Gökçeada’nın eski ismi İmroz. Ancak 1970 yılında alınan kararla buranın ismi değiştirilmiş. İstanbul’un fethini takip eden 1455 yılında Osmanlı İmparatorluğu’nun topraklarına katılan Gökçeada, 1912’de Yunanistan’ın hakimiyeti altına girmiş. 1923 yılında imzalanan Lozan Antlaşması’nın sonucunda da yeniden Türkiye’ye bağlanmış. Yaklaşık beş asır boyunca Osmanlı İmparatorluğu’nun toprağı olması nedeniyle Gökçeada’da Osmanlı’dan kalan değerli eserler bulunuyor. Ayrıca, ada sınırları içinde toplamda beş adet Rum köyü mevcut. Mimari dokusu özenle korunan bu köyler, turistik açıdan da önem taşıyor.

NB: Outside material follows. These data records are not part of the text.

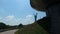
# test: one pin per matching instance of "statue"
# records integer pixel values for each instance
(52, 9)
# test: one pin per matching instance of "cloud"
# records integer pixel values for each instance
(27, 20)
(10, 17)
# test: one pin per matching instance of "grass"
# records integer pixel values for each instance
(31, 29)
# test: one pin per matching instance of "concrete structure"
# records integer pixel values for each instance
(52, 9)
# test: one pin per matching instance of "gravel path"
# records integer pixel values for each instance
(9, 32)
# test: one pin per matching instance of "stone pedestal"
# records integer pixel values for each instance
(54, 13)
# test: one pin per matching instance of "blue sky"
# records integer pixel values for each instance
(14, 12)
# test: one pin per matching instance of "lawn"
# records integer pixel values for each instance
(34, 28)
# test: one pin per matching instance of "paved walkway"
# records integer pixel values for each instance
(9, 32)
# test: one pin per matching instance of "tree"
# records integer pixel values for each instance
(35, 17)
(20, 25)
(2, 25)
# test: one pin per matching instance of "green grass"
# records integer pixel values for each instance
(31, 29)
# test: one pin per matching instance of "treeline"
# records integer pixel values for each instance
(4, 26)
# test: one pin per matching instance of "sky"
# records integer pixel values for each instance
(15, 12)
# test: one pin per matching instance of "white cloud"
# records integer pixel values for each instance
(27, 20)
(10, 17)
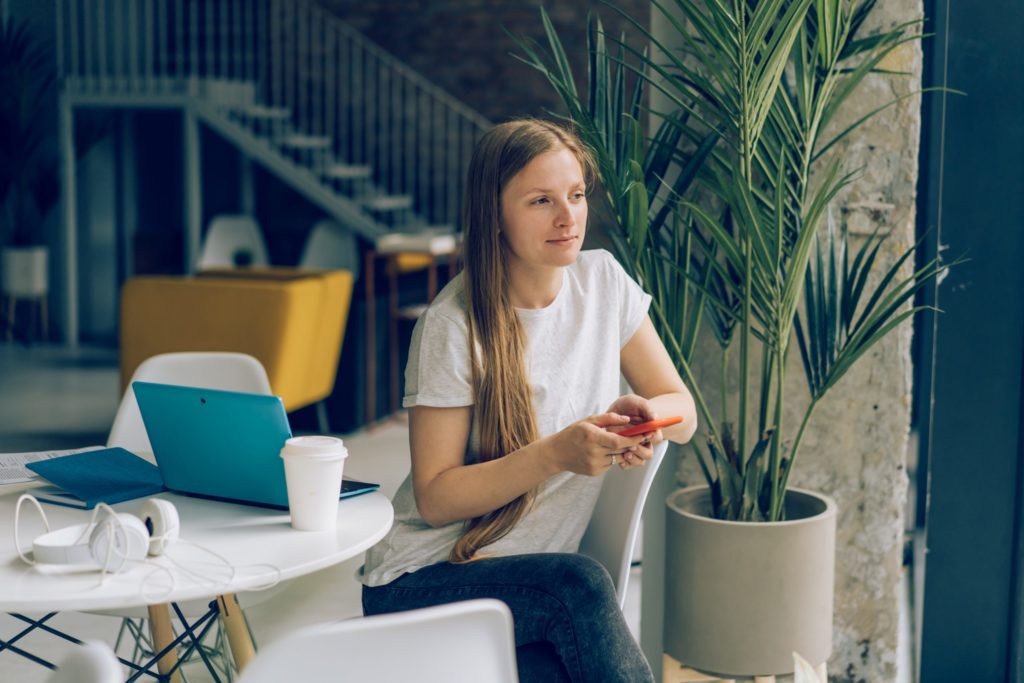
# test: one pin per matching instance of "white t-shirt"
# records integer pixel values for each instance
(572, 361)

Gökçeada’nın şarapları oldukça ünlü. Çünkü burada bağcılığın tarihçesi M.Ö. 2900’lü yıllara kadar uzanıyor. Gökçeada mutfağında da Türk ve Rum kültürlerinin sentezini görmek mümkün. Birbirinden lezzetli ekmeklerin, zeytinyağlarının, şarapların ve peynirlerin bulunduğu Gökçeada’da yöresel tekniklerle pişirilen oğlak fırın tadanlara lezzet şöleni yaşatıyor. Akdeniz ile Karadeniz arasında deniz canlılarının geçiş yolu olarak kullandığı bir rotada konumlanan ada, dalış ve balıkçılık meraklısı ziyaretçilerine de oldukça keyifli bir ortam sunuyor. Ada sınırları içinde çok sayıda koy bulunduğundan, ziyaretçileri suyun altında da müthiş manzaralar karşılıyor.

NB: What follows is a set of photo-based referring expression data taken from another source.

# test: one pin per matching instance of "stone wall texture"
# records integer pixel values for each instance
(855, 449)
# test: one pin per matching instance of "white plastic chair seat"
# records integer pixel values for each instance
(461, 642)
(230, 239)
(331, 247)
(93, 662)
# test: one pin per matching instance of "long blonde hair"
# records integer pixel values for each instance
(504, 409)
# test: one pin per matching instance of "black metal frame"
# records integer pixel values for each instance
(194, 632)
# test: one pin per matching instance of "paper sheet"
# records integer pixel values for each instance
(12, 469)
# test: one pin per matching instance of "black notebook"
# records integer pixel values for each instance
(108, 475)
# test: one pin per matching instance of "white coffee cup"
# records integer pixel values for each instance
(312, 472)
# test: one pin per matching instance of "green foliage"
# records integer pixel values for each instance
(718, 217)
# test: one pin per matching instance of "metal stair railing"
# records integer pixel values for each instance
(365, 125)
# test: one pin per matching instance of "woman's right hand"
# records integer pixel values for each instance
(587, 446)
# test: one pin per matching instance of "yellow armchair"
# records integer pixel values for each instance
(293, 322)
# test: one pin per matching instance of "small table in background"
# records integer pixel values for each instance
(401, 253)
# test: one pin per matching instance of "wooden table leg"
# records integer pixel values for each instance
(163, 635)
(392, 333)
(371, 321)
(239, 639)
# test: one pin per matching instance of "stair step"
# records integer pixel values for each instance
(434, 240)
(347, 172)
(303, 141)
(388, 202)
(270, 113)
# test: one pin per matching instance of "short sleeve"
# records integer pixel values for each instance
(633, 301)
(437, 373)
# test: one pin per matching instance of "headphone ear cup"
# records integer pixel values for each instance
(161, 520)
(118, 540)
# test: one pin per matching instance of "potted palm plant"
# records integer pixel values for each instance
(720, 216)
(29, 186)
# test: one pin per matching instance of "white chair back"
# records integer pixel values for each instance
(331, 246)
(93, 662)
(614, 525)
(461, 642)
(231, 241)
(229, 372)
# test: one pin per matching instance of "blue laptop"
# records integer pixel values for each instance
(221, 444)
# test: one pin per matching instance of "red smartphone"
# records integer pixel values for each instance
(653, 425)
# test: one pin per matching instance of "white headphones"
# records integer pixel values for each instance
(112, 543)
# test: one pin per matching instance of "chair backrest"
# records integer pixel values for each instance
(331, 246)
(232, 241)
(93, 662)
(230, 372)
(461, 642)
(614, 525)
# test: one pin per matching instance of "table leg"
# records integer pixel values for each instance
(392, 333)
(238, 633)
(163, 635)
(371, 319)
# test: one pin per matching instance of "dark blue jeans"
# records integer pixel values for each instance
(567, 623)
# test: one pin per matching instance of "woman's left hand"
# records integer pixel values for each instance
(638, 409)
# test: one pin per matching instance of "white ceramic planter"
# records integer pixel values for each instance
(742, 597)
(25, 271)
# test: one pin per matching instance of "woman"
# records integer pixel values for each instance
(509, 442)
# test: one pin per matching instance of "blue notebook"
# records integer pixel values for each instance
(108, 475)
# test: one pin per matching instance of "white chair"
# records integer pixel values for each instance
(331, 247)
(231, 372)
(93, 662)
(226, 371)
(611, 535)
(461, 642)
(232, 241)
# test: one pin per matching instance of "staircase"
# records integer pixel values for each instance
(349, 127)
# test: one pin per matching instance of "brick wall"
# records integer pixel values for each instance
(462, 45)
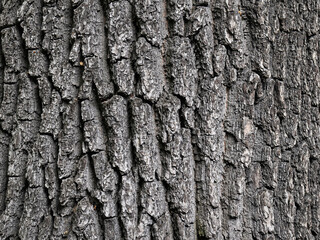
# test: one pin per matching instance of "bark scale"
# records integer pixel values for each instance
(135, 119)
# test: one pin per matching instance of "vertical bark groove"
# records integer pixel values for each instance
(159, 119)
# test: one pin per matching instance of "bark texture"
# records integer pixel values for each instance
(159, 119)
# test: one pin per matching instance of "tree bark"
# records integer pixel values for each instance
(159, 119)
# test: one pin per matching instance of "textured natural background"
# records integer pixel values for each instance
(159, 119)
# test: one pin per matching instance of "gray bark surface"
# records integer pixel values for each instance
(159, 119)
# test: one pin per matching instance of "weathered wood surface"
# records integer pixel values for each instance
(174, 119)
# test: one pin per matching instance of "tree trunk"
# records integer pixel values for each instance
(136, 119)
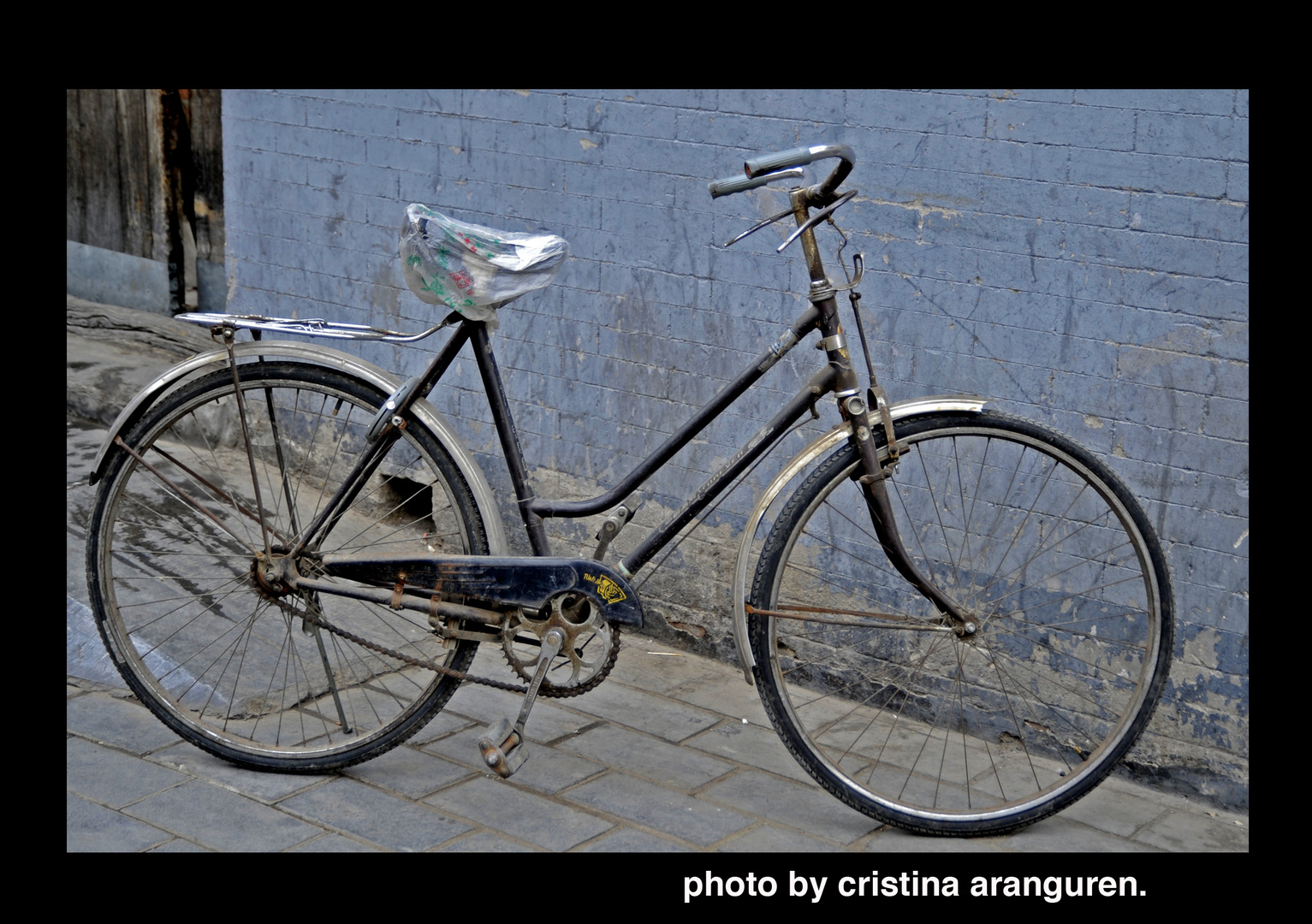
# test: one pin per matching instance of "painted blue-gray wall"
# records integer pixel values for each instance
(1078, 256)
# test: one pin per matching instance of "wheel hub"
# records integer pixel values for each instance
(270, 574)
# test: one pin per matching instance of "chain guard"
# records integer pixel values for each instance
(584, 660)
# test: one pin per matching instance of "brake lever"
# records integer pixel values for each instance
(760, 224)
(817, 218)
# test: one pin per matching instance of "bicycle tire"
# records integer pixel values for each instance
(233, 669)
(963, 734)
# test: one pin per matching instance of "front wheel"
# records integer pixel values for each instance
(184, 524)
(916, 721)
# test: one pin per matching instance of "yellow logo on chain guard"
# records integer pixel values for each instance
(607, 589)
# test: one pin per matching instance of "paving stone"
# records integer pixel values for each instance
(1190, 832)
(1114, 810)
(410, 773)
(264, 786)
(551, 768)
(377, 817)
(629, 840)
(548, 721)
(334, 843)
(221, 820)
(644, 755)
(900, 843)
(659, 808)
(726, 695)
(179, 845)
(647, 712)
(485, 842)
(120, 722)
(524, 815)
(90, 827)
(770, 839)
(443, 724)
(548, 770)
(646, 663)
(806, 808)
(112, 778)
(752, 746)
(1059, 832)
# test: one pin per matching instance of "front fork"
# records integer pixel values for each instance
(873, 488)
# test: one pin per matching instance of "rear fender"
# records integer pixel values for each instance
(336, 359)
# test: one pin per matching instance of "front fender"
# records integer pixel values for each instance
(826, 443)
(342, 362)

Gökçeada’nın yılın her döneminde turistik ilgi gördüğünü rahatlıkla söyleyebiliriz ama söz konusu ilgi özellikle bahar ve yaz aylarında daha da artıyor. Adada çok sayıda konaklama tesisi de bulunduğu için, günübirlik ziyaretlerin yanı sıra, uzun tatiller için de sıklıkla tercih ediliyor. 2011 yılında kazandığı cittaslow unvanı sayesinde Gökçeada, dünyanın ilk ve tek “sakin şehir” adası olma unvanını da elinde tutuyor.